Researchers analyzed data from about 12,000 workers in Sweden. High levels of job stress increase the risk of sick leave due to mental health disorders, a new study suggests.
- Over five years, about 8 percent of the workers took mental health sick leave. Three-quarters of those who took mental health sick leave were women.
- Workers with demanding jobs, high job strain and little social support at work were at greater risk for mental health sick leave, as were those with unhealthy lifestyles.
- Smoking was also cited as a significant risk factor for mental health sick leave, but alcohol use was not.

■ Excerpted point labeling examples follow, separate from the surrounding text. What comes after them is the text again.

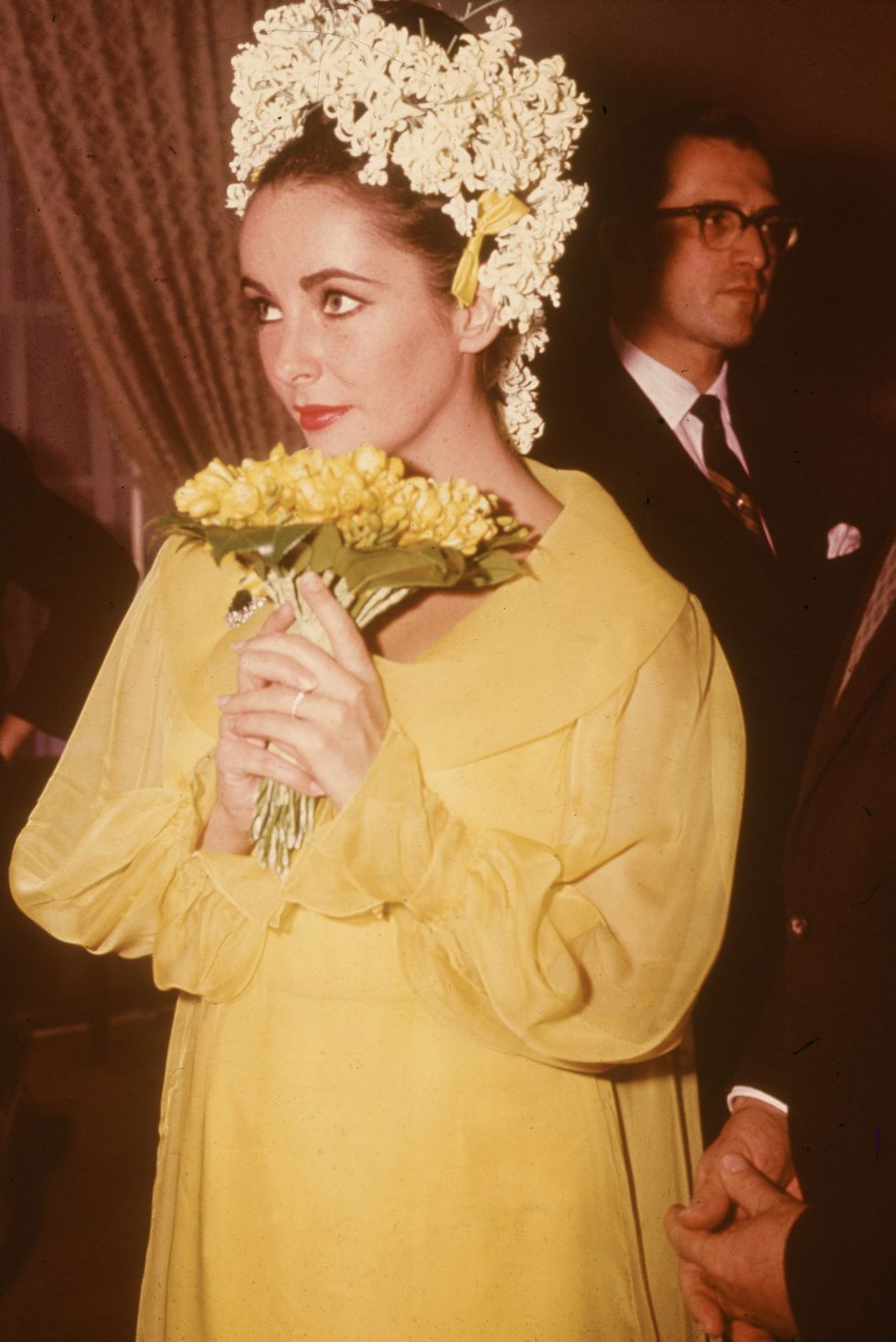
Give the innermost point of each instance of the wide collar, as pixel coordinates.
(546, 647)
(537, 653)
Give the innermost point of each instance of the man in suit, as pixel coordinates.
(807, 1157)
(691, 234)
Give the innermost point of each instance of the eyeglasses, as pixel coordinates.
(723, 226)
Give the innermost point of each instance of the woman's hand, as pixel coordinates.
(326, 713)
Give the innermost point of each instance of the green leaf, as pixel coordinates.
(325, 549)
(496, 567)
(270, 542)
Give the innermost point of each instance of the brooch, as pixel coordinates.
(241, 607)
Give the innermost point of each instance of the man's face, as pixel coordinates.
(694, 300)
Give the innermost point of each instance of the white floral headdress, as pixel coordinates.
(479, 123)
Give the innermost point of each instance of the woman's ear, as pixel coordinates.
(476, 326)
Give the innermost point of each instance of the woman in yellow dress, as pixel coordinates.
(433, 1086)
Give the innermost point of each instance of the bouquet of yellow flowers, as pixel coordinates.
(375, 536)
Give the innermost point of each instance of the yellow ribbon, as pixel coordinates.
(496, 212)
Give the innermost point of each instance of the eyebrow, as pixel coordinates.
(307, 282)
(732, 204)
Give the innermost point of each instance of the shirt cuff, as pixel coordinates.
(749, 1092)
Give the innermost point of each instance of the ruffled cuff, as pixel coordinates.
(215, 914)
(393, 843)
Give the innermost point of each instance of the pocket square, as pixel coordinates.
(843, 538)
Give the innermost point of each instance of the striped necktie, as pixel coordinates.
(723, 469)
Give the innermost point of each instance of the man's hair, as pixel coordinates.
(634, 174)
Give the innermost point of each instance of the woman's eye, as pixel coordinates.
(266, 312)
(336, 304)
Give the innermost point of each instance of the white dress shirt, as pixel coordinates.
(672, 395)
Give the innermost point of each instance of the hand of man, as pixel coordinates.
(741, 1267)
(758, 1132)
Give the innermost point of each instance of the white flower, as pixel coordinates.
(843, 539)
(458, 123)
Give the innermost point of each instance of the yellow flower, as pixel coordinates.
(367, 494)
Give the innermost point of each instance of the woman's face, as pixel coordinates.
(352, 337)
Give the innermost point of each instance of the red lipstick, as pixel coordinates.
(315, 418)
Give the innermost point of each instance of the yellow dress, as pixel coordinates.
(433, 1086)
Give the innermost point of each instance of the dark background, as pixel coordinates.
(817, 80)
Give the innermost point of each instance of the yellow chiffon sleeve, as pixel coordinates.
(108, 857)
(586, 952)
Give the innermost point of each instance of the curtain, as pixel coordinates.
(118, 114)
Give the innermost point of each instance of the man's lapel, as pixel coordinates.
(675, 479)
(841, 710)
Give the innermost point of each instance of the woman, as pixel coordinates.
(428, 1086)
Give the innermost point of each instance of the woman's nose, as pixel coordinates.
(295, 357)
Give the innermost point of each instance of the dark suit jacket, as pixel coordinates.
(68, 562)
(827, 1043)
(763, 608)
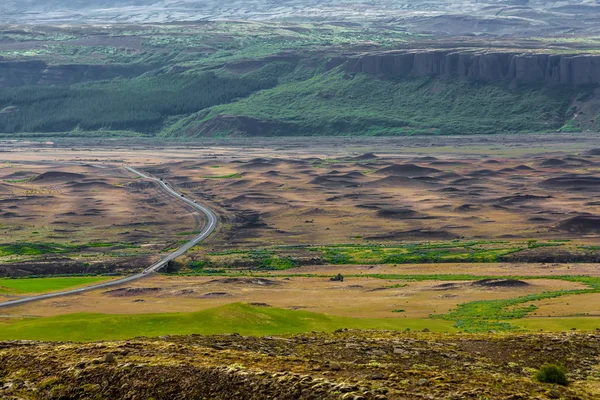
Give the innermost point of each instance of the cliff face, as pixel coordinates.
(20, 73)
(582, 69)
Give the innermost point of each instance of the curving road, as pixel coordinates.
(209, 228)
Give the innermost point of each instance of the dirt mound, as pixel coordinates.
(254, 198)
(334, 180)
(553, 162)
(415, 234)
(245, 281)
(57, 176)
(401, 213)
(500, 283)
(425, 159)
(447, 286)
(260, 305)
(364, 157)
(215, 295)
(408, 170)
(91, 185)
(448, 163)
(19, 175)
(583, 224)
(258, 165)
(142, 185)
(467, 208)
(578, 160)
(572, 181)
(484, 172)
(131, 292)
(517, 199)
(398, 181)
(523, 168)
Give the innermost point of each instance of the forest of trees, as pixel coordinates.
(142, 104)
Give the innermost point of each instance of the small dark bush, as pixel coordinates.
(552, 373)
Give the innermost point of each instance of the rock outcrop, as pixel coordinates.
(524, 68)
(35, 72)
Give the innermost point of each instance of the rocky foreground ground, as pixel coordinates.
(341, 365)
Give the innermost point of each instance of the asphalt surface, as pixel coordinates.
(207, 230)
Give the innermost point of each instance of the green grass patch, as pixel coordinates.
(406, 253)
(338, 104)
(240, 318)
(229, 176)
(35, 249)
(45, 285)
(557, 324)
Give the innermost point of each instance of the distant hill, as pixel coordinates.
(508, 17)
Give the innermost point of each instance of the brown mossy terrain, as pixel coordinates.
(346, 364)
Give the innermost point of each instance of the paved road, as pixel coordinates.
(209, 228)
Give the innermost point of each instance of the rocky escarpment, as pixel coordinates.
(35, 72)
(524, 68)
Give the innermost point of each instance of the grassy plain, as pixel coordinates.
(45, 285)
(232, 318)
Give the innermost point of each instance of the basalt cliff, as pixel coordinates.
(497, 66)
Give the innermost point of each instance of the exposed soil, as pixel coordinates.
(131, 292)
(341, 365)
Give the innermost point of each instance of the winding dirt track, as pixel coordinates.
(207, 230)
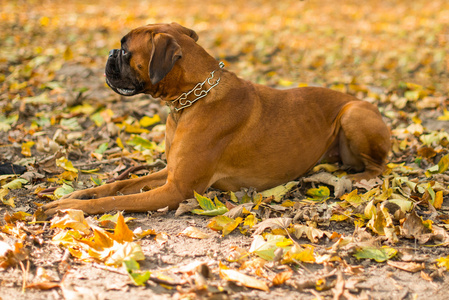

- High levels of physical activity reduced the risk of mental health sick leave, according to the study in the August issue of the Journal of Occupational and Environmental Medicine.
Take steps and avoid these circumstances.
Monotonous, routine work
Sometimes we engage in tasks at work every day that we could do in our sleep. Sometimes we stick to same position for three to five years without any new possibilities or opportunities to grow. Sometimes it’s important to keep on the cutting edge and to keep your intellect engaged on the job. Because in this economy, most industries are innovating rapidly. Be inspired rather than be bored.
Sometimes you are unable to complete a task uninterrupted because others invade your workspace. Sometimes workplace is driven by gossip, back-stabbing, favoritism or nepotism. Chances are you can do little to change environment where these problems exist. Such offices with boundary violations are typically headed up by those who have bad boundaries themselves, and the behavior bleeds down from the top. Save yourself.
Physical or emotional signs of stress
Sometimes we tolerate high-stress jobs for so long that we literally become ill, suffering from physical conditions such as stomach ulcers, hair loss, or emotional conditions such as depression or severe anxiety. Sometimes we self-medicate with alcohol or drugs. Get out now. No job is worth your health — even if high-paying, powerful. Staying put in such circumstances, and it only gets worse. Strive for a life in balance. Resolve to get it.
Sometimes even senior executives tolerate abusive behavior from their higher ups on a daily basis. Sometimes abusive behavior continues and constitutes screaming at you, throwing things, belittling and humiliation in front of others, or threatening your job routinely.
Shun the abuse and the abuser. You have options. Repair your self-esteem if you have internalized any of the abuse to which you’ve been subjected to. Then start taking action to get out. Revise your resume and start sending out applications.
Conclusion: Making the choice to move on from job that no longer serves you is important for greater balance, success and joy in life. Be open to new possibilities and take action. With the right skills, dedication and perseverance, you can find what you would like to do next.